Platform: Why agencies don’t deserve my business - If PR agencies cannot sell themselves, how can they expect to be given responsibility for selling a major company, asks Gail Hall

When it was reported in PR Week a year ago that I had joined Intel, my phone became jammed with PR agencies desperate to win the business of the world’s largest chip maker. It was something I watched with interest, as I had joined Intel from a full service agency where cold calling and maintaining a database had been part of my responsibilities.

When it was reported in PR Week a year ago that I had joined Intel,

my phone became jammed with PR agencies desperate to win the business of

the world’s largest chip maker. It was something I watched with

interest, as I had joined Intel from a full service agency where cold

calling and maintaining a database had been part of my

responsibilities.



Some of the calls and letters were indeed interesting although not

always for the right reasons. A leading hi-tech agency which claims to

do direct mail, mailed me under several names - Mr Hall was one, and the

more abrupt ’Hall’ was another. Meanwhile, my desk groaned under a

turgid array of mailshots and brochures, none of which would have

induced me to pick up the phone. Some were too awful to contemplate -

photocopies of ancient cuttings with spiral bindings, very arrogant

letters listing reasons why I should call immediately.



What surprised me most is that in 99 per cent of the letters, the agency

suggested I call if I am interested. What I learnt at my agency was that

if you said in a letter you would call to discuss, and then did, while

the letter was uppermost in their minds, you often achieved a

credentials meeting.



Then there were, and are, the phone calls. I admire agencies who find my

direct number but it’s clear that some of the callers are bored or

stressed telemarketers who know nothing about PR and crumble at the

first hurdle when asked a question about media evaluation or such

like.



The only time I have ever agreed to meet an unknown agency after a phone

call was when the MD of a start-up called me, asked if I had time to

speak, and then asked some interesting questions - not ’which agency do

you use and do you plan to review them?’ but questions about my

background, where we had common ground, and media evaluations. We met,

the credentials was satisfyingly free of case histories of clients the

agency worked for years ago, and they got our business.

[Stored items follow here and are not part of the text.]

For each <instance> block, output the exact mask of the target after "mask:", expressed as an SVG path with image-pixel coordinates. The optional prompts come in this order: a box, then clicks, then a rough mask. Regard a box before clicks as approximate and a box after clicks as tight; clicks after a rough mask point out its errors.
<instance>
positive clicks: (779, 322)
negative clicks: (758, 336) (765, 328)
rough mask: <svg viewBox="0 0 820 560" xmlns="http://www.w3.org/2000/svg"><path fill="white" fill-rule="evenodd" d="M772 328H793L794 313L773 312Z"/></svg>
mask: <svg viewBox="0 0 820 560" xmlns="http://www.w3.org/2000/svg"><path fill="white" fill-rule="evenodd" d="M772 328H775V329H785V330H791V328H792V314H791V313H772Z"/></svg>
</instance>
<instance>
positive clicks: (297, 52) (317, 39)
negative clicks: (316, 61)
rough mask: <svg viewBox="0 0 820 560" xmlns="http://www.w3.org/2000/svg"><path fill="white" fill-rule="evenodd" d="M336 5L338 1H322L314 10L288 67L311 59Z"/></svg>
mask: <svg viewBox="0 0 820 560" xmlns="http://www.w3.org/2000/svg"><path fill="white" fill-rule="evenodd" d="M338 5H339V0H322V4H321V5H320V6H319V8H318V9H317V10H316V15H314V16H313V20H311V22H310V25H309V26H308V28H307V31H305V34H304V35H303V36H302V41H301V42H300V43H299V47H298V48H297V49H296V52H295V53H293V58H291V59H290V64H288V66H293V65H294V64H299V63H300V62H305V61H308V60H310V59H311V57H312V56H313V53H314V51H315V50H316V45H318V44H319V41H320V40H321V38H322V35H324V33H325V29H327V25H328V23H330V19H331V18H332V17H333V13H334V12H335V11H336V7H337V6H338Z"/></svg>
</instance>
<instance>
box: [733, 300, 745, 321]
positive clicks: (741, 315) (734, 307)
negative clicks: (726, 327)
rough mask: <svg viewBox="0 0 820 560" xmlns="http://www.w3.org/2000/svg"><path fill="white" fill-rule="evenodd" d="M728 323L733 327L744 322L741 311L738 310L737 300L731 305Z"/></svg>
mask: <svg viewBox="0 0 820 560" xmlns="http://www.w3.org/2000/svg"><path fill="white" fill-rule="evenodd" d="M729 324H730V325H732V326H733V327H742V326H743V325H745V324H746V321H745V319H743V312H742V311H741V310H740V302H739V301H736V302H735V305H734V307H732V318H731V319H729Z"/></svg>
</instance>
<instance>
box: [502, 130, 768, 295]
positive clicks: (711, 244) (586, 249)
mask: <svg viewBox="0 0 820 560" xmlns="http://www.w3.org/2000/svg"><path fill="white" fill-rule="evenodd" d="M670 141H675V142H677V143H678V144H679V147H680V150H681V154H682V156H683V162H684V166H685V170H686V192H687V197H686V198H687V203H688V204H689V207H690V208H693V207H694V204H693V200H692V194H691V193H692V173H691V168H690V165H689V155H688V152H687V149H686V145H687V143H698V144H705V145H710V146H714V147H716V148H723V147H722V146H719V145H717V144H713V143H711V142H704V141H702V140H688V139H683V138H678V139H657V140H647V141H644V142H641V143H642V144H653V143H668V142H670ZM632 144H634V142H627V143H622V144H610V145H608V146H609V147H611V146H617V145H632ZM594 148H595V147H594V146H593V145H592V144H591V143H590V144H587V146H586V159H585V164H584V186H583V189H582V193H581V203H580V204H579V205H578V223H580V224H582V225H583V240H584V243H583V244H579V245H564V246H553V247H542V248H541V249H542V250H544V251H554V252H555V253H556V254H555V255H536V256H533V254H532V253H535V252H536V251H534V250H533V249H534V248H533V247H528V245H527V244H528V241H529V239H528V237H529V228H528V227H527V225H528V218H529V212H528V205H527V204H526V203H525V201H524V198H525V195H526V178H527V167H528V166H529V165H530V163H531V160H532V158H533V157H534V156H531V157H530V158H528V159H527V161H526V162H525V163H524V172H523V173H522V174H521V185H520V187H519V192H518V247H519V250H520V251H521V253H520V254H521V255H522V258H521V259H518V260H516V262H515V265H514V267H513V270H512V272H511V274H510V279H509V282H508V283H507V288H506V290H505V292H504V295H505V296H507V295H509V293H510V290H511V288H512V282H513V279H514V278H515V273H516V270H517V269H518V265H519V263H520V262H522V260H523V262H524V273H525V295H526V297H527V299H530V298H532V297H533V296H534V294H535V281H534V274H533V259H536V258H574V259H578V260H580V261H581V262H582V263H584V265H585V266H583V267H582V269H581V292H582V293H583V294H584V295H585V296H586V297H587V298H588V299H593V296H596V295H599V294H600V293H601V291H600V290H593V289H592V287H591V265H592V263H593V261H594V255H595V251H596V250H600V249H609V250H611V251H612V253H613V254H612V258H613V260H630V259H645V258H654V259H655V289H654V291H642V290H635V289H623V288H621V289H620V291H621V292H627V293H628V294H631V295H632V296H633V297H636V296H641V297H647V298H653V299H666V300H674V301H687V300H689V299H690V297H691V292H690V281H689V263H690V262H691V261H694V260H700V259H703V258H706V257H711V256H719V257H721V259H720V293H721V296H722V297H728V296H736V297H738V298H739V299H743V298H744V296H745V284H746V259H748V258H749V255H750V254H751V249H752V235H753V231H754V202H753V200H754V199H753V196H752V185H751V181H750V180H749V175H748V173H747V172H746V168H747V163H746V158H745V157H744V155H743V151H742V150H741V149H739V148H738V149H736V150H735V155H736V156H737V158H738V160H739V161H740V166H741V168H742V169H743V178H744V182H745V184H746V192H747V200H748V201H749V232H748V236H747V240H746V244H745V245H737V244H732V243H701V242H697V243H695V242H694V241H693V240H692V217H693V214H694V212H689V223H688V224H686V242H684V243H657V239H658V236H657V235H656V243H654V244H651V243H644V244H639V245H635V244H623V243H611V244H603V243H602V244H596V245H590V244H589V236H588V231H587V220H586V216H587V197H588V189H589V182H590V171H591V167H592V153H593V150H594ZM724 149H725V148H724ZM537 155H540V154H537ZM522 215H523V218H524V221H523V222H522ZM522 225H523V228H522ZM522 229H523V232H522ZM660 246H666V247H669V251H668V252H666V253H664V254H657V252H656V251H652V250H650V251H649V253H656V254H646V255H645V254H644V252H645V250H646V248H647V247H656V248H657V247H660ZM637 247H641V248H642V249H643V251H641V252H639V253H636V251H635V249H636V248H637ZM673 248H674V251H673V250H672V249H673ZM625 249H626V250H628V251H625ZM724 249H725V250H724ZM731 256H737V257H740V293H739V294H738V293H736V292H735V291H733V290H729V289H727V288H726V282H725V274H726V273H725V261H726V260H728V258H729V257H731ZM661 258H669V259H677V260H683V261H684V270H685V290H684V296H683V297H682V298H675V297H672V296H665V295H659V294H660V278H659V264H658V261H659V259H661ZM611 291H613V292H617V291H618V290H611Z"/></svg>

One of the latest gimmicks is to invite the hassled PR practitioner to

breakfast. The offer of breakfast at the Ritz was one that seemed too

good to miss - but I and a colleague were disappointed to find we were

among dozens of PR people herded into a room to watch an OHP

presentation - with no breakfast, unless you count a plate of croissants

hurriedly passed around.



So, PR agencies, if you want to come across as creative, interesting and

employable, I have a few tips.



Your literature should reflect your image. If sloppy photocopying and

letters filled with punctuation and grammatical errors are your style,

fine. It might annoy you, but I expect your brochures to look stylish

and expensive.



Check and double check your database. We get mail for people who left

five years ago.



Don’t make assumptions, like the IT specialists who are crestfallen when

I tell them Intel targets consumer space as well as the hi-tech

industry.



Don’t be timid, either on the phone or in letters. Say you will call to

fix an appointment and then call. I will have remembered your letter if

it was something other than the usual mispelled hokum.



Try to remember something from our conversation which you can use again

when we speak in six months’ time. I was annoyed yesterday when the MD

of a PR agency started his conversation by saying ’we’ve never spoken

before ...’ when I remembered him calling me a few months ago.



Don’t ask me who looks after our advertising and if you can have their

address.



In short, if you convince me that you can sell yourselves, you might

convince me you can sell my company.